Training Discriminative Models to Evaluate Generative Ones
This addresses the challenge of evaluating generative models for researchers in machine learning, though it is incremental as it builds on existing evaluation difficulties.
The paper tackles the problem of objectively evaluating generative models by proposing a method that uses classifier accuracy on real test data when trained on generated data as a proxy for assessing how well the generative model fits the true data distribution. The results show that no generative model can fully replace real data for training discriminative models, but initial GAN and WGAN perform best on MNIST and fashion MNIST datasets.
Generative models are known to be difficult to assess. Recent works, especially on generative adversarial networks (GANs), produce good visual samples of varied categories of images. However, the validation of their quality is still difficult to define and there is no existing agreement on the best evaluation process. This paper aims at making a step toward an objective evaluation process for generative models. It presents a new method to assess a trained generative model by evaluating the test accuracy of a classifier trained with generated data.
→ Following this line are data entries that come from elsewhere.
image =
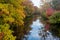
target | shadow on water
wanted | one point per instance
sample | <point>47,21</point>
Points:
<point>37,32</point>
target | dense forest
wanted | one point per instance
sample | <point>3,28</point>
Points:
<point>16,17</point>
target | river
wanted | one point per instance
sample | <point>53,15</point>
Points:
<point>37,32</point>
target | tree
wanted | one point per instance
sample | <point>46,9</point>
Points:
<point>55,4</point>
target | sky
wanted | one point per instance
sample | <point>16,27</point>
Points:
<point>37,2</point>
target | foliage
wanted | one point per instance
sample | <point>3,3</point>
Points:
<point>56,4</point>
<point>54,21</point>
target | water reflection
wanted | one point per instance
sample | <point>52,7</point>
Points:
<point>38,32</point>
<point>34,33</point>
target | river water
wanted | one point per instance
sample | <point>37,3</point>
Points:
<point>37,32</point>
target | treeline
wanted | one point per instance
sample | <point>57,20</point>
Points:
<point>51,17</point>
<point>13,17</point>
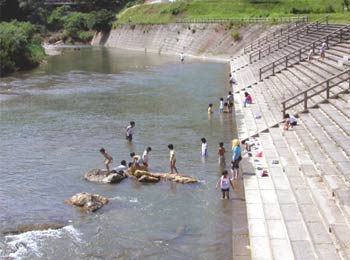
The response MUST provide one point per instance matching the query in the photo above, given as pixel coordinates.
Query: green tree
(19, 48)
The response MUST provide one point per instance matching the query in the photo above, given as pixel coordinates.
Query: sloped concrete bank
(211, 41)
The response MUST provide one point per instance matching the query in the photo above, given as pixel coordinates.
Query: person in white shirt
(204, 147)
(225, 183)
(221, 106)
(121, 167)
(290, 121)
(232, 79)
(130, 131)
(145, 156)
(182, 57)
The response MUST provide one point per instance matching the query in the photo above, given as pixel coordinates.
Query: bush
(19, 48)
(55, 21)
(86, 36)
(235, 35)
(76, 21)
(329, 9)
(300, 11)
(100, 20)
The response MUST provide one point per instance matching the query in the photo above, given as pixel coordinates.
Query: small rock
(88, 201)
(98, 175)
(148, 179)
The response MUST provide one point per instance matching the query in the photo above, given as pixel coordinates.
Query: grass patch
(168, 12)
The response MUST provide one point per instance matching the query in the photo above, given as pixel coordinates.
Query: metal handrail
(249, 20)
(304, 96)
(277, 34)
(286, 39)
(287, 60)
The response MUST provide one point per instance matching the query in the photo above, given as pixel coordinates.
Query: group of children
(136, 159)
(236, 157)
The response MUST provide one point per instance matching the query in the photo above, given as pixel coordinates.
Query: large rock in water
(97, 175)
(88, 201)
(144, 176)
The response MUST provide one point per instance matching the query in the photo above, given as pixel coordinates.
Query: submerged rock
(148, 179)
(144, 176)
(98, 175)
(30, 227)
(88, 201)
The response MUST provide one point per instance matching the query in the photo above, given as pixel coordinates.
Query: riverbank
(208, 41)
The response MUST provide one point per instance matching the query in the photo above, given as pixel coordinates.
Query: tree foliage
(19, 48)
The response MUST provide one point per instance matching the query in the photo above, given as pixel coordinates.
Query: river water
(54, 120)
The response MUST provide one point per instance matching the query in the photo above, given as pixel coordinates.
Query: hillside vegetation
(168, 12)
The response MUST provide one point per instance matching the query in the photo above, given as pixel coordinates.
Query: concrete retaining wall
(203, 40)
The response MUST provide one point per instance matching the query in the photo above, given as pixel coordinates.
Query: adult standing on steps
(129, 132)
(182, 57)
(323, 50)
(236, 158)
(230, 101)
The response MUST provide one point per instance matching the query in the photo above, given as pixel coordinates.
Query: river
(54, 120)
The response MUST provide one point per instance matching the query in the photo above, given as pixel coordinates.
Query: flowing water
(54, 120)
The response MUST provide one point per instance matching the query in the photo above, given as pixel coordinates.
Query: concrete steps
(302, 209)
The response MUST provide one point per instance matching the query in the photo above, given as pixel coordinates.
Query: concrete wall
(203, 40)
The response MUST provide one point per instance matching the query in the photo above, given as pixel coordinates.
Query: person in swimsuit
(108, 159)
(221, 154)
(225, 183)
(172, 159)
(130, 131)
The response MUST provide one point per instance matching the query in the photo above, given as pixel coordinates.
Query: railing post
(327, 91)
(305, 100)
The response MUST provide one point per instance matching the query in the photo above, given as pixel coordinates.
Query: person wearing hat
(236, 158)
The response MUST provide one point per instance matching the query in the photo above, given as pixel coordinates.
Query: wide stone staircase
(301, 210)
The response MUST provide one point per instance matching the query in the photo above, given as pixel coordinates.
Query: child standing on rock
(108, 159)
(225, 183)
(221, 154)
(204, 147)
(172, 159)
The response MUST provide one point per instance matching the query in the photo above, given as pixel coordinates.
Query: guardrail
(297, 56)
(244, 20)
(324, 86)
(276, 34)
(287, 39)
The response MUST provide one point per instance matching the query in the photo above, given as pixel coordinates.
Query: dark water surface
(54, 120)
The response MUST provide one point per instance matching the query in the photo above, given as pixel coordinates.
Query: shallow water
(54, 120)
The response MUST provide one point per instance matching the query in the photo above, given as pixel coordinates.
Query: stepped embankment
(209, 41)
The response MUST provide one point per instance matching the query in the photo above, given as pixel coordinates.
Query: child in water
(221, 154)
(204, 147)
(225, 183)
(221, 106)
(108, 159)
(145, 156)
(210, 109)
(172, 159)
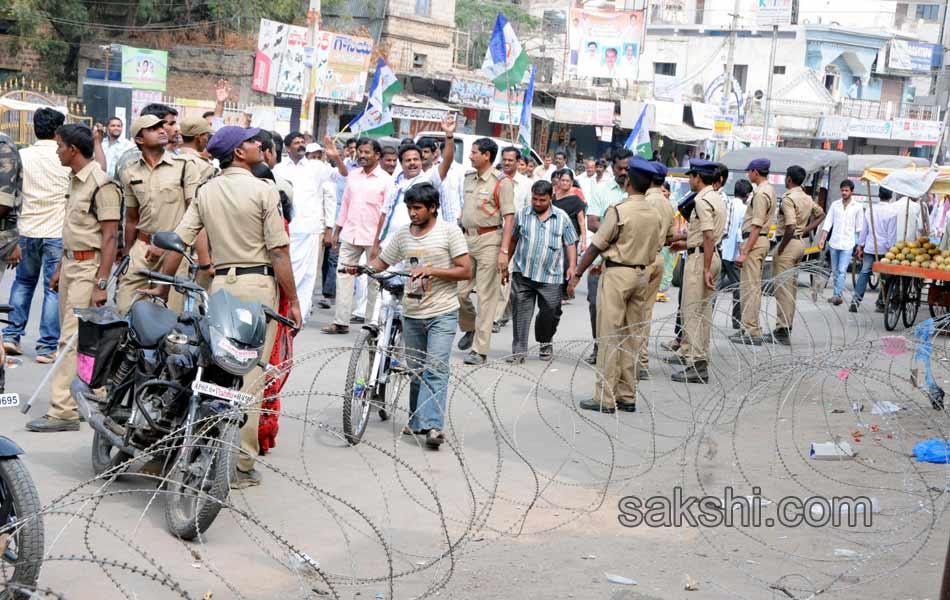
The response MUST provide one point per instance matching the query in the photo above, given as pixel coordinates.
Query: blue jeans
(428, 350)
(840, 260)
(862, 283)
(38, 254)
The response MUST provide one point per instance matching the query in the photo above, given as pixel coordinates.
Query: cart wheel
(911, 301)
(893, 304)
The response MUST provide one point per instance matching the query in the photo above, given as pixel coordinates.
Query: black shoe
(675, 359)
(692, 374)
(596, 406)
(48, 424)
(466, 342)
(742, 338)
(474, 358)
(546, 352)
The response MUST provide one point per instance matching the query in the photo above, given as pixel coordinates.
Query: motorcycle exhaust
(96, 420)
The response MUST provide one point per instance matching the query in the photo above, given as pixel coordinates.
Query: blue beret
(226, 139)
(702, 167)
(643, 165)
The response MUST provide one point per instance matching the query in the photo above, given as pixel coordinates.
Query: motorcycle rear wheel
(198, 482)
(23, 550)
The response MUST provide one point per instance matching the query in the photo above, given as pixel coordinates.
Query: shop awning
(682, 133)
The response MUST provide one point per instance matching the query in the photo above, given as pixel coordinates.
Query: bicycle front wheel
(357, 395)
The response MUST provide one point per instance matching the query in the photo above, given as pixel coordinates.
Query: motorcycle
(172, 389)
(21, 519)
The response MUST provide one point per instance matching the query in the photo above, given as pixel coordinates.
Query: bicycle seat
(150, 322)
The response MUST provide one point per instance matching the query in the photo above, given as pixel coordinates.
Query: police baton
(121, 268)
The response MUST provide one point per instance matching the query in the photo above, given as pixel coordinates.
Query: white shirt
(45, 185)
(846, 221)
(910, 223)
(314, 209)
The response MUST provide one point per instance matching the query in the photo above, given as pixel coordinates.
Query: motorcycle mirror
(169, 240)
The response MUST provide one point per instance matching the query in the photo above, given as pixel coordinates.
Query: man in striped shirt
(45, 185)
(542, 234)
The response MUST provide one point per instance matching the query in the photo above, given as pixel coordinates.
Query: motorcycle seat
(150, 322)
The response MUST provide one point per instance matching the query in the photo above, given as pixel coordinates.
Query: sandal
(335, 329)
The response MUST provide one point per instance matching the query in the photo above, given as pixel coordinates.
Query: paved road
(524, 501)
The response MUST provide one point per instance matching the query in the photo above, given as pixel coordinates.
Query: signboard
(772, 13)
(144, 69)
(473, 94)
(271, 44)
(908, 55)
(342, 62)
(605, 42)
(870, 128)
(418, 113)
(833, 128)
(923, 133)
(506, 106)
(722, 128)
(293, 77)
(583, 112)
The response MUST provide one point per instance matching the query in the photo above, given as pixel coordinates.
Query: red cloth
(282, 352)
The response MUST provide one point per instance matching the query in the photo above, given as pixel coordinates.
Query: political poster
(144, 69)
(605, 42)
(341, 62)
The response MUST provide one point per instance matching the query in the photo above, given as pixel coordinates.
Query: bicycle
(377, 358)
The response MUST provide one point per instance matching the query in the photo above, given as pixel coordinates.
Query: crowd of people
(285, 221)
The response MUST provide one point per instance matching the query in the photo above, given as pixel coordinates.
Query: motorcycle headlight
(232, 358)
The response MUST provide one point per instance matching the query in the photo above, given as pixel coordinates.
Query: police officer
(629, 238)
(93, 208)
(158, 188)
(795, 211)
(241, 215)
(663, 206)
(706, 226)
(488, 217)
(758, 221)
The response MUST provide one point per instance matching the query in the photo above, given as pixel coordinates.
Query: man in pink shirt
(355, 230)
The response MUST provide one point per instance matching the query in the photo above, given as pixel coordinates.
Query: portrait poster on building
(605, 42)
(144, 69)
(342, 62)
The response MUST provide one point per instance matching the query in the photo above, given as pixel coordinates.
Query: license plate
(210, 389)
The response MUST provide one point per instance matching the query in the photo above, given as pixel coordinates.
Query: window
(740, 72)
(665, 69)
(928, 12)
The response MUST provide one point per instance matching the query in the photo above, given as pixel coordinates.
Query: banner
(144, 69)
(271, 44)
(473, 94)
(293, 77)
(576, 111)
(605, 42)
(342, 62)
(913, 56)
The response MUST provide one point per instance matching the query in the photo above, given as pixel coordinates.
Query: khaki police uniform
(488, 199)
(629, 238)
(241, 214)
(162, 195)
(79, 269)
(796, 207)
(708, 215)
(761, 213)
(667, 215)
The test set is composed of real images. Therefore, The classifier accuracy is used as a proxy to evaluate if the generative model fit the true data distribution. By comparing results with different generated datasets we are able to classify and compare generative models. The motivation of this approach is also to evaluate if generative models can help discriminative neural networks to learn, i.e., measure if training on generated data is able to make a model successful at testing on real settings. Our experiments compare different generators from the Variational Auto-Encoders (VAE) and Generative Adversarial Network (GAN) frameworks on MNIST and fashion MNIST datasets. Our results show that none of the generative models is able to replace completely true data to train a discriminative model. But they also show that the initial GAN and WGAN are the best choices to generate on MNIST database (Modified National Institute of Standards and Technology database) and fashion MNIST database.